Ever heard of Aqua defense?


----------



## SOCMedic (Aug 19, 2014)

I have and its great IF you have, say, 3/4" CDX, or 3/4" exterior grade plywood as your sub floor and there is no give to it, BUT, I would have to make the assumption that a 40K foreclosure MORE THAN LIKELY had a contractor that cut corners AND the home was treated less than respectful(like water all over the bathroom floor) like a lot do these days, and it is a cheap alternative to something that stout, which, if you put linoleum on it the flex wouldn't matter, but if you are putting ceramic tile down and its not a sturdy floor, then you are going to have broken grout seams at best and loose tiles at worst. BUT, being a handy man I am sure you know all that. Yet to answer your question, yes I have heard of it and it does work well, but I am more of the opinion that it has its uses behind a back splash as opposed to a bathroom floor....


----------



## crappie (May 26, 2014)

Screw down quarter inch Hardi backer then tile it. Id do it but I'm booked solid until new years and do high end work not cheap.


----------



## SOCMedic (Aug 19, 2014)

crappie said:


> Screw down quarter inch Hardi backer then tile it. Id do it but I'm booked solid until new years and do high end work not cheap.


 
That's the way to do it! Someone offers to do it another way, be prepared to have it done again....


----------



## saku39 (May 11, 2010)

...l[


----------



## TeaSea (Sep 28, 2013)

you can rent a tile cutting saw at Lowes or Home Depot and do it yourself. It is actually a relatively easy DIY project.


----------



## SOCMedic (Aug 19, 2014)

I agree it's a DYI, but if you wanted someone to do it I'd charge 175$ you supply all the materiles. So that's what I would look for if I was you. Just my 1/2 a cent


----------



## Hired Hand (Nov 25, 2008)

Think about it for a minute.
We know the floor needs leveled. Self leveler $16.89
Mastic $22.78
Aqua defense $45.97
Grout $13.87
Shoe molding $12.00
Wax Ring and bolts $6.99
Threshold $23.00
Water shut off if old one fails $8.99

Total materials $150.49

Now we have to rent a tile saw if we don,t have one $ 55.00 a day
Lets assume you have a grooved trill, Mud mixer, trim saw, jamb saw , sponges and buckets, Tile spacers, grout float.

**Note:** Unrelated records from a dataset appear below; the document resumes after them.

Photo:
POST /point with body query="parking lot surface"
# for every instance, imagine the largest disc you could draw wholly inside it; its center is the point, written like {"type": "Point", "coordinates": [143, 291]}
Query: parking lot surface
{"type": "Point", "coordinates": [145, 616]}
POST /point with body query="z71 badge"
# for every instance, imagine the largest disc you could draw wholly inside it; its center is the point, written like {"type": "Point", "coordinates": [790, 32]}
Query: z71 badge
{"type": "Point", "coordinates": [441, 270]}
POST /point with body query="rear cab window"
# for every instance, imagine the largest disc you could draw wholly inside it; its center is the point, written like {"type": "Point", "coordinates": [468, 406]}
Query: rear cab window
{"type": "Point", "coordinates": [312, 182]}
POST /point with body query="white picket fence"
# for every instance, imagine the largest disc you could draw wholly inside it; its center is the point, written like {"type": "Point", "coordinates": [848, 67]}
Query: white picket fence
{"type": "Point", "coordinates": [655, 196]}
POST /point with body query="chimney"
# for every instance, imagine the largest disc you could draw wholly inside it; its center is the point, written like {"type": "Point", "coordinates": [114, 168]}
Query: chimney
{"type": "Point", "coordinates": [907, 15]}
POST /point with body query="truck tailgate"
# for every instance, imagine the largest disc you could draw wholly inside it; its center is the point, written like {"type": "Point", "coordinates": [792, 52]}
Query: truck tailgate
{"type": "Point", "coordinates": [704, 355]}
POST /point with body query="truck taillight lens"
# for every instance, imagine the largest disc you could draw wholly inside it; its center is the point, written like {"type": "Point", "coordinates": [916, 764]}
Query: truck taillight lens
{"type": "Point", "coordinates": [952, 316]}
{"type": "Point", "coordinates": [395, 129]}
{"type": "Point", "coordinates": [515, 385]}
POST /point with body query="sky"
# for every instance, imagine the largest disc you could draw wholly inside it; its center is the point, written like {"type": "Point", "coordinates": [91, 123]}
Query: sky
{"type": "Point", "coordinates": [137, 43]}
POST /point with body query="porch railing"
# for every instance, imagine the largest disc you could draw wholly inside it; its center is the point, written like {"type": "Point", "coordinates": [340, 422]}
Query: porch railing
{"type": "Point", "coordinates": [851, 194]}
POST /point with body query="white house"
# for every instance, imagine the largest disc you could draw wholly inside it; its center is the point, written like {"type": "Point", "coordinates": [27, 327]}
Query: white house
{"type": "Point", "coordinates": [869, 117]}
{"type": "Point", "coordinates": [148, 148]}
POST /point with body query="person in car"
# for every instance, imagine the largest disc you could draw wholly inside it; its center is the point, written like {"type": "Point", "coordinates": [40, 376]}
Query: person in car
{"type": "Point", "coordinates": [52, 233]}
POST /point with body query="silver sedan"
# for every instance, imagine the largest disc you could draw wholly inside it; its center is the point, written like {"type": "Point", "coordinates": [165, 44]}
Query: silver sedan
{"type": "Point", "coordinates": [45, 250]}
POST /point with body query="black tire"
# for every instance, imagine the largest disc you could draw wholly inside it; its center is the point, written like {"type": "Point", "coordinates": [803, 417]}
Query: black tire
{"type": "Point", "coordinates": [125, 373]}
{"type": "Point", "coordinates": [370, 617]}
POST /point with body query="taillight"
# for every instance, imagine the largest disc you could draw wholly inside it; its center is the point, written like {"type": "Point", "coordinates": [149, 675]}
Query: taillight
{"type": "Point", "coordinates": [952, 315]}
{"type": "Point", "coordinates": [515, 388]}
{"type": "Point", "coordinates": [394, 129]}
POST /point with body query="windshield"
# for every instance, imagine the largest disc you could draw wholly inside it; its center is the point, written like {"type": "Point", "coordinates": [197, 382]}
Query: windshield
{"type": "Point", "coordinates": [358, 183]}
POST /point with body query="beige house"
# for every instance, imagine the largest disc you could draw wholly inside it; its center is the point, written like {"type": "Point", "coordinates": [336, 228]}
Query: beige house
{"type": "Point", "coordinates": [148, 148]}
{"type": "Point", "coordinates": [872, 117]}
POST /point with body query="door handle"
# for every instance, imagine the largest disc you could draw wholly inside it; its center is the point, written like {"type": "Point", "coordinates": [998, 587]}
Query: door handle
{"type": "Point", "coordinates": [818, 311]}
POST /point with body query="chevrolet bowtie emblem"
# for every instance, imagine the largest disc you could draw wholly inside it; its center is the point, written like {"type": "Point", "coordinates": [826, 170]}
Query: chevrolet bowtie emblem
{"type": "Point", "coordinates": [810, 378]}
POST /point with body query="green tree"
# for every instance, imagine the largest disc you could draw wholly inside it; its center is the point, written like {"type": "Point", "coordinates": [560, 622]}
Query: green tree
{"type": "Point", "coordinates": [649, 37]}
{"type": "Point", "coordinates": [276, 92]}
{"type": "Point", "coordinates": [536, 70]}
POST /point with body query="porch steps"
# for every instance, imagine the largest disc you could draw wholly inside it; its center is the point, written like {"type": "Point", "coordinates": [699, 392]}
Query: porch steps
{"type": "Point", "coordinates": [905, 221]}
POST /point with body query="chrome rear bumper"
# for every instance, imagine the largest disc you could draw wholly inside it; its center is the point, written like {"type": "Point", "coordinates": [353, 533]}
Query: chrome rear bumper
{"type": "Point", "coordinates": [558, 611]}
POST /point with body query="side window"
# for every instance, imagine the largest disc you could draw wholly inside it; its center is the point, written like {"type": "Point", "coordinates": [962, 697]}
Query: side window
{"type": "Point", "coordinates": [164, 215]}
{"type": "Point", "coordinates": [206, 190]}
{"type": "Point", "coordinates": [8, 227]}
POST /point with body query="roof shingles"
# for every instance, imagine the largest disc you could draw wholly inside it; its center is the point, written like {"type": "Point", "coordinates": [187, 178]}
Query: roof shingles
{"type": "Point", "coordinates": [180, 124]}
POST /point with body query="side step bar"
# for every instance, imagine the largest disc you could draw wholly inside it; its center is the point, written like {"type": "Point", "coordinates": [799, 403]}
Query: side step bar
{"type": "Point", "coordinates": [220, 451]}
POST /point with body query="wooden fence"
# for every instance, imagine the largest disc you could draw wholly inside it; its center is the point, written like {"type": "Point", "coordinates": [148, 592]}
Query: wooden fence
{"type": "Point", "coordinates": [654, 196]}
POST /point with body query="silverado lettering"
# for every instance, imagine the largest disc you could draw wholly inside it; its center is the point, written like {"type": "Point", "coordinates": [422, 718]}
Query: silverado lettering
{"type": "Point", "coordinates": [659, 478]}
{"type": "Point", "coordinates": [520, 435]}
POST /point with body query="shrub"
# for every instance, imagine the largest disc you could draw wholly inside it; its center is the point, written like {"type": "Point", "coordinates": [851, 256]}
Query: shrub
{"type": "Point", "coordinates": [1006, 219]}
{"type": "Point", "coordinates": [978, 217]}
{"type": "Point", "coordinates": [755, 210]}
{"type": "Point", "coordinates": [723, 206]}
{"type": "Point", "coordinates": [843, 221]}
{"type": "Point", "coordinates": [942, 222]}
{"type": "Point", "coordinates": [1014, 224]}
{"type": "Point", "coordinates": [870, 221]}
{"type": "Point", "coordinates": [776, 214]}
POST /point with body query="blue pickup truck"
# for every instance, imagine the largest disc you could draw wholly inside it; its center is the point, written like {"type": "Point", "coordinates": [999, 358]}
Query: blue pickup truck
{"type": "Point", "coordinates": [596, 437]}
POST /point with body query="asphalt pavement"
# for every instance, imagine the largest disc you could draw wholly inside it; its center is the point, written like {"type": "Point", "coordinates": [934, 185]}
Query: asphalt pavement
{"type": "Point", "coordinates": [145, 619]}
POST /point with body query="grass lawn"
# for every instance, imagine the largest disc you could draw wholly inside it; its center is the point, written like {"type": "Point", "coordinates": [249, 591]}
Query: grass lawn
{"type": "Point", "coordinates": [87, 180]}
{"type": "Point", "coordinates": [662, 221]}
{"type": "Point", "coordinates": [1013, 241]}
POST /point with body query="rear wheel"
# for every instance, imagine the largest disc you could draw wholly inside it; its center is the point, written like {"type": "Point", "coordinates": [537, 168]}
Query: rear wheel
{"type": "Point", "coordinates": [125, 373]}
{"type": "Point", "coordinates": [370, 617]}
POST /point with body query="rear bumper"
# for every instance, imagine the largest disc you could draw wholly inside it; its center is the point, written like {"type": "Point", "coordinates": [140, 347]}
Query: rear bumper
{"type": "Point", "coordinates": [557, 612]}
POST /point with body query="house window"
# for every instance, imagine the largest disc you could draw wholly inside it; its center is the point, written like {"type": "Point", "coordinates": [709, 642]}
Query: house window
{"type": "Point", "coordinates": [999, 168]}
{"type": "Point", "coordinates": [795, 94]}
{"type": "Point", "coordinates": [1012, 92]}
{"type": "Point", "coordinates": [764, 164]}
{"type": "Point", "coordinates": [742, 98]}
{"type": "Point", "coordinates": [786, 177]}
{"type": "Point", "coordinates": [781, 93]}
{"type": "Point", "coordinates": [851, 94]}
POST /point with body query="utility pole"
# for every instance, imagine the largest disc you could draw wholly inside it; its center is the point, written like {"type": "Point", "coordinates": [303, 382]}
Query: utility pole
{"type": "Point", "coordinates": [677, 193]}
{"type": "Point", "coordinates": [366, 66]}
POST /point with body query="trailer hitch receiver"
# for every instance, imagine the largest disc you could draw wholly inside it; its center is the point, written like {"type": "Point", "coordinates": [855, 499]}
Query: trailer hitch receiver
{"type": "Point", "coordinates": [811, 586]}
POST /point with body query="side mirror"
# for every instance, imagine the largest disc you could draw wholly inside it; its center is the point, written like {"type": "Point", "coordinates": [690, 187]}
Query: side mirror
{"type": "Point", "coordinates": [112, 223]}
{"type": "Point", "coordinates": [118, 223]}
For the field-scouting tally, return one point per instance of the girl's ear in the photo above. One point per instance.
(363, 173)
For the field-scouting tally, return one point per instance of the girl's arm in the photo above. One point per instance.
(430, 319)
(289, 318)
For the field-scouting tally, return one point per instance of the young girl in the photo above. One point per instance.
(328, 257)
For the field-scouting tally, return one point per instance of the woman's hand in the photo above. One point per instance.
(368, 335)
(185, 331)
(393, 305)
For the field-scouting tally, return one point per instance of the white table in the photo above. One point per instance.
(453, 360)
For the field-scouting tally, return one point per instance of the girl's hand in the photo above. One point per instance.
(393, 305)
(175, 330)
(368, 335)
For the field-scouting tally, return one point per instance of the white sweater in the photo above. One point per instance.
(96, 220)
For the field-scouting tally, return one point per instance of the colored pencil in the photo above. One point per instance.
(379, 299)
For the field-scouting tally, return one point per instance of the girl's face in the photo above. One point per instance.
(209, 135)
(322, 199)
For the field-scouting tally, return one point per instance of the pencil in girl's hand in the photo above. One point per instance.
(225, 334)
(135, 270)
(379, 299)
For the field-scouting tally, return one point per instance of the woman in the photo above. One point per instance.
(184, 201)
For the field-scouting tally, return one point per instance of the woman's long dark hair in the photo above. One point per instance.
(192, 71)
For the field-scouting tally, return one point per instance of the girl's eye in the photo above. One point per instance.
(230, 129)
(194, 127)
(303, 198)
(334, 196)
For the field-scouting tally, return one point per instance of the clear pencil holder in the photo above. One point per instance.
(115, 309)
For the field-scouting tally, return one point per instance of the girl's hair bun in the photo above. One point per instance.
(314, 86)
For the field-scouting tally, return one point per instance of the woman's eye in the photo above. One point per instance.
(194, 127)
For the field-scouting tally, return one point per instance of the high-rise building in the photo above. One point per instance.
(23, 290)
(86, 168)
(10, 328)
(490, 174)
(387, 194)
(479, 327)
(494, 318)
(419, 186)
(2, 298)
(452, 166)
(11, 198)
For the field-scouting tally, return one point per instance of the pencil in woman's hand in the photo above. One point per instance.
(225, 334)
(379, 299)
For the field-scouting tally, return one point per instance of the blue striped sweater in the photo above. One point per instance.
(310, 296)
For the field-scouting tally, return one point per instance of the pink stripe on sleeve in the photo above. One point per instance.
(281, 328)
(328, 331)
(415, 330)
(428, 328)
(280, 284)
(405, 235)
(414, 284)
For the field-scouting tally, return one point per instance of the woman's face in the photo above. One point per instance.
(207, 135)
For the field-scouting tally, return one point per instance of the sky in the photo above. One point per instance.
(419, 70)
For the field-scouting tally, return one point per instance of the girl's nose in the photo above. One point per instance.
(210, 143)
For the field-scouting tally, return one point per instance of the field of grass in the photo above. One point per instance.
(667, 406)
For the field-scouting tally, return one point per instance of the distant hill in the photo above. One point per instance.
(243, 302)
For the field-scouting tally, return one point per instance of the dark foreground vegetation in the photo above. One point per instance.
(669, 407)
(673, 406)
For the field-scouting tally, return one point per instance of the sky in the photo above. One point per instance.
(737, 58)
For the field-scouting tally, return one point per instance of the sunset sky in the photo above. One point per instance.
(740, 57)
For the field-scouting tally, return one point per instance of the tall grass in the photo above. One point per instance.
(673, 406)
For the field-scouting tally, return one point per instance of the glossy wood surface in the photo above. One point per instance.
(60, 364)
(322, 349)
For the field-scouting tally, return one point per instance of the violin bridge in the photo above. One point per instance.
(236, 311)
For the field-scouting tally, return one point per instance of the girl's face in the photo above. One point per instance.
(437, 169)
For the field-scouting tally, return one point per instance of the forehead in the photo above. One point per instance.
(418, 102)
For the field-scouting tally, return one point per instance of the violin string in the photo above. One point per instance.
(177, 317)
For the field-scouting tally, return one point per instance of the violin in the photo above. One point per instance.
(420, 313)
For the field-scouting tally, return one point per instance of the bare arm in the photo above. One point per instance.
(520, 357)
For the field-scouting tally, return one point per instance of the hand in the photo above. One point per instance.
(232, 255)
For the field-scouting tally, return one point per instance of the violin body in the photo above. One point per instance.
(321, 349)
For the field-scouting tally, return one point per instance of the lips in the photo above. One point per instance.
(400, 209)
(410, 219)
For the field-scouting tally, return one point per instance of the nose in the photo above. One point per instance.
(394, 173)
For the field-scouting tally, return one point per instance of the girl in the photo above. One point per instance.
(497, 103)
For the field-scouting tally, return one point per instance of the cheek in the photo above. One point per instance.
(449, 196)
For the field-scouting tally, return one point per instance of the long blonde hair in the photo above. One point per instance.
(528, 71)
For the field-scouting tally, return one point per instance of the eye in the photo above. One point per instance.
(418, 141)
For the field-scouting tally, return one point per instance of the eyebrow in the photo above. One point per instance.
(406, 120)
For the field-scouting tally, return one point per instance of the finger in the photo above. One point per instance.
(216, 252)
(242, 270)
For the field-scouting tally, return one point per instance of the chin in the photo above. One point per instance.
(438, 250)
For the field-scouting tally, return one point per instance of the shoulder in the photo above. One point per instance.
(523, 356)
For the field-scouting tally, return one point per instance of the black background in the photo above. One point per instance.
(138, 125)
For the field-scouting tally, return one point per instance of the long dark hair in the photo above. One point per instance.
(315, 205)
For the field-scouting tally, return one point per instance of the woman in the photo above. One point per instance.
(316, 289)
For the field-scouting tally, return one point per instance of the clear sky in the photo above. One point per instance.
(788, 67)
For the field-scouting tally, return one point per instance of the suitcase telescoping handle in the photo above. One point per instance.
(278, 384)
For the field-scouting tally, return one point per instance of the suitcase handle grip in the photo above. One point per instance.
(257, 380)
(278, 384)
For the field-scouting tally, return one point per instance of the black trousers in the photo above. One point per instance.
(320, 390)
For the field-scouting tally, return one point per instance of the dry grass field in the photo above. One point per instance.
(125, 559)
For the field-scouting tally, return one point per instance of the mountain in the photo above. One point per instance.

More goes into it than most folks think. Going to supply all this and pay $175.00. 

Good Luck. Nothing replaces experience.


----------



## SOCMedic (Aug 19, 2014)

ok ok, for some reason I think this has become a pissing contest, and I am pretty sure that's just dumb. I was referring to supplying the expendable materials, because anyone with their own tools(which I have along with my own tile saw that I wouldn't have to rent) should be able to do a 40-50 sq ft bathroom with EVERYTHING out of it in two 4-6 hour periods and that's on the long side. I have been doing finish and repair work along with general construction(in about 17 different countries I might add) for about 17 years. I don't want to get into a fight with you, nor do I actually care what you think, so this is the last post I am going to make to this thread, and I hope you have a good day, I appreciate your attempt to assert your knowledge and superiority by belittling the rest of us!


----------



## floorguy (Jul 22, 2011)

Use to charge a minimum of 300 dollars plus material. Two trips plus trim just lay it yourself and hope for the best.


----------



## dustyflair (Nov 11, 2011)

I agree it's 2 trips. ONE FULL day to do the cement board, and install the tile, 2nd day you grout it. 1st day would be all day probably then couple hours the second day. That's assuming you can install the cement board into a SOLID wooden subfloor. If you have to level that will slow you down even more on day 1.


----------



## saku39 (May 11, 2010)

,,,,,,,,


----------



## Realtor (Oct 1, 2007)

saku39 said:


> too much work for a 40k shack that is getting flipped
> 
> thanks for the offers and info everyone, going with 6$ a sheet cement board from dirt cheap and vinyl
> 
> tile just aint worth the extra even thought i paid $20 for 60sq ft of it


 good decision, I do not know the house, but at the same time, not ALL homes are "Tile Homes"


----------



## saku39 (May 11, 2010)

i just wanted to use the tile because the actual tile was only $20 at a yard sale, but the other costs make this a dead project, instead ill pay the same guys who are installing carpet at .88 cent a sqft whatever they charge to level and throw a sheet of vinyl down, its a flip house and empty with nothing in it and i just need it quick and cheap


----------



## Buckchaser (Jan 28, 2014)

Hired Hand said:


> Think about it for a minute.
> We know the floor needs leveled. Self leveler $16.89
> Mastic $22.78
> Aqua defense $45.97
> ...


Mastic? Why would you use mastic on a bathroom floor?


----------



## Hired Hand (Nov 25, 2008)

Just another name for the cement based motor.


----------



## Buckchaser (Jan 28, 2014)

Hired Hand said:


> Just another name for the cement based motor.


No sir mastic is acrylic based


----------



## Deeplines (Sep 28, 2007)

Jim, I'm sure it's the house Perdido Duct Cleaning had for sale. 

Good Buy Saku. I offered 39K 3-4 months ago and never heard back from the realtor.


----------